Many of Google’s acquisitions have played critical roles in growing the company’s popularity because it has used their technology to drive services like Gmail, Google Docs, Google Maps, Google Drive, Google Pay, Google Play Pass, and many others.

Many of these services are free to use. Google uses information from the services to improve its search and advertising functionality.

While free to use, the company does manage to generate revenue from many of them. Others are just useful projects that makes Google an authoritative figure in the tech world.

When Did Google Go Public?

Page and Brin did not want to take the company public because they believed they could accomplish more while controlling the company. Google finally submitted to an IPO in 2004. It sold for $85 per share.

The company’s valuation was a remarkable $23 billion. In 2021, a share in Google typically costs more $2,500.

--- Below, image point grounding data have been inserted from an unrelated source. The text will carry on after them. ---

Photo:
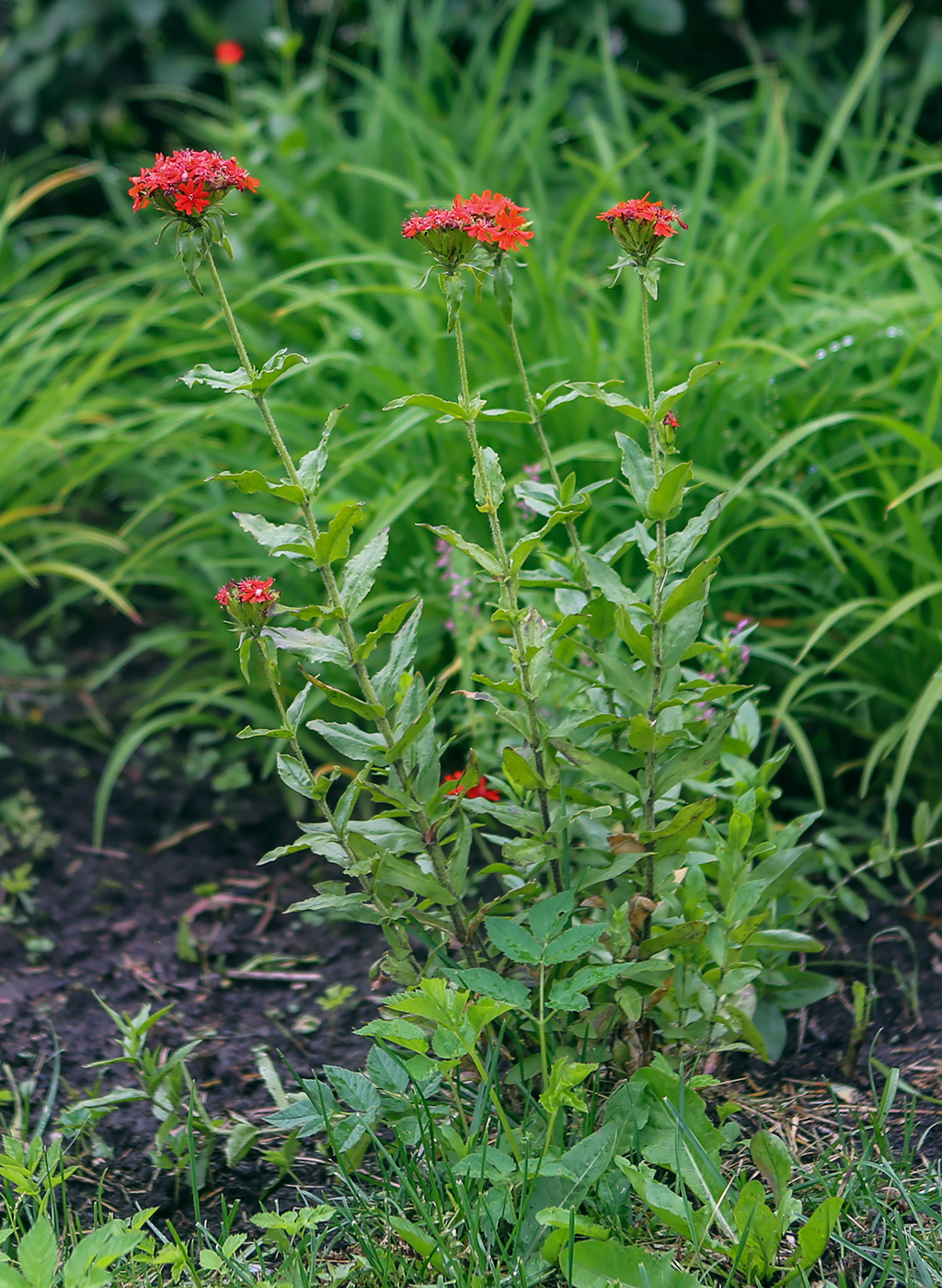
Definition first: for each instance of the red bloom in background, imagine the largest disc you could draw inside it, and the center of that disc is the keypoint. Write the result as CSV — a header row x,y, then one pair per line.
x,y
639,210
488,218
228,53
471,792
189,180
254,590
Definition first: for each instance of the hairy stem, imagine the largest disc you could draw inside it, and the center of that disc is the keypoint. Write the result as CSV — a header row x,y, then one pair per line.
x,y
659,569
420,817
270,670
510,594
546,454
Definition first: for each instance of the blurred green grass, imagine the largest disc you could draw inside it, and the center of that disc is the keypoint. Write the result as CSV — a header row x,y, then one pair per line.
x,y
812,272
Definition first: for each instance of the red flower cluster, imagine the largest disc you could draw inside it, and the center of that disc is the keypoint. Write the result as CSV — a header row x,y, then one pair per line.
x,y
639,210
250,590
488,218
471,792
228,53
189,182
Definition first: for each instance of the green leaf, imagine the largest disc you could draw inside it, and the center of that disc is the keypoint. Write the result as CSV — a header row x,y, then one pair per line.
x,y
602,770
430,401
572,944
606,579
681,545
335,543
314,463
38,1253
503,290
389,622
521,772
292,773
350,741
637,467
787,940
514,992
254,480
360,572
350,907
688,933
488,482
277,366
401,656
478,554
263,733
369,710
774,1159
273,535
816,1233
513,940
691,589
595,1264
665,500
672,396
611,399
312,646
230,382
636,640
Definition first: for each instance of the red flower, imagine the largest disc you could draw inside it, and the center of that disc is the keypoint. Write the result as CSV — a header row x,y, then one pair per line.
x,y
488,218
228,53
254,590
471,792
192,197
187,182
639,210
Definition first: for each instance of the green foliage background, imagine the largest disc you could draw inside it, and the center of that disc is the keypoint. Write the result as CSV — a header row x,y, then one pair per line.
x,y
812,272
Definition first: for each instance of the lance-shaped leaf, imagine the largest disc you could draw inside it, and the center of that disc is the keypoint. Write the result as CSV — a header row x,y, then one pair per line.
x,y
637,467
682,544
312,464
388,624
237,382
350,741
611,399
666,499
691,589
335,543
254,480
430,401
602,770
360,572
401,656
312,646
369,710
668,399
273,536
478,554
277,366
488,480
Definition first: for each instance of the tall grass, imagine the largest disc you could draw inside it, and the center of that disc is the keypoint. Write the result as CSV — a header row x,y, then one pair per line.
x,y
812,272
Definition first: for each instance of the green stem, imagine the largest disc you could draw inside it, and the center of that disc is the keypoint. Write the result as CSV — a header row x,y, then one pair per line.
x,y
546,454
420,817
510,588
659,570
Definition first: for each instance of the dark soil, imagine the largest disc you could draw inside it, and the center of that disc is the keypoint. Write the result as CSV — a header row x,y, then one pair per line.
x,y
113,918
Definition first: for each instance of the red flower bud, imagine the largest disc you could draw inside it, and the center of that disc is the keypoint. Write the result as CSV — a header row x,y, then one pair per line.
x,y
488,794
228,53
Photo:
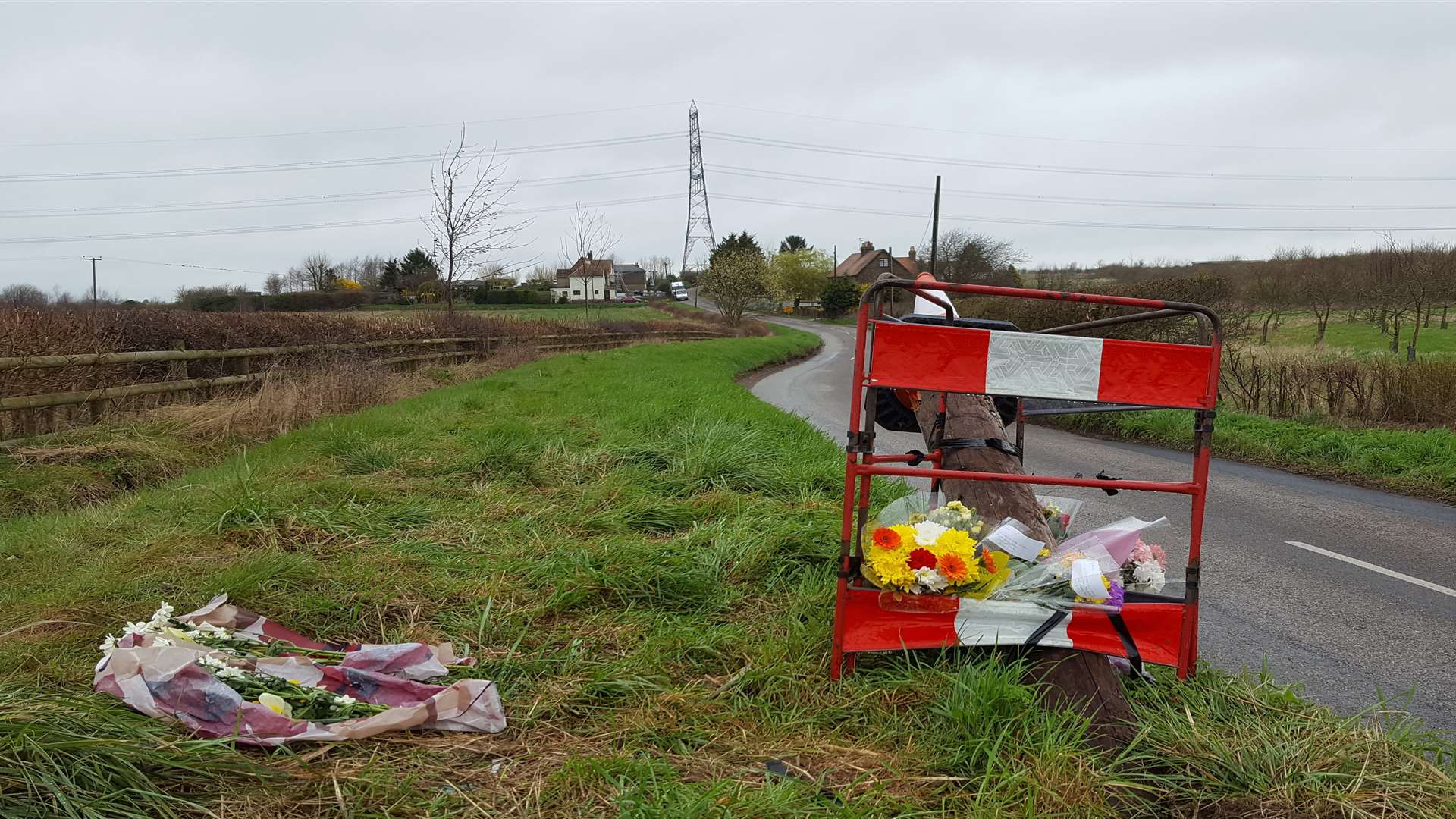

3 Reasons Google Got So Big

You could cite many reasons for Google becoming a dominant presence on the internet. Three factors stand out, though.

Google Provides Better Search Results

This is the very basis of why Brin and Page started Google. The internet contains a massive amount of information. Previous search engines were unable to index the rapidly growing number of pages. They also failed to identify which websites offered helpful information.

In many cases, a website developer could pack keywords onto a page to improve its ranking. Google’s approach makes it much easier for users to find meaningful pages that answer their questions. The company’s algorithm even punishes websites for keyword stuffing and similar practices.

Since other search engines cannot compete with Google, more people want to use the service.

Google Understands the Benefit of Free

Practically anyone with internet access can open accounts for Gmail, Google Docs, and other popular services. You don’t need to provide a credit card number or other method of payment. Google lets people use these services for free as long as they do not exceed – rather generous – data limits.

Many people rely on Google as their primary source of interaction with the internet. They rarely stray from Google services unless visiting websites that they discover through the Google search engine. This approach has made Google extremely popular among users who want access to powerful products without spending any money.

Of course, Google benefits from the data it collects. Every piece of data adds to its effectiveness as a search engine and advertiser, which helps generate greater revenues for the business.

Google’s Company Culture Encourages Exploration

Google employees must get complete the projects their teams work on. They also receive free time that they can dedicate to pet projects.

The public rarely sees the results of these projects, but some of them contribute to Google’s functionality. Encouraging exploration also helps Google attract the tech industry’s most talented workers, which means it can stay ahead of its competitors.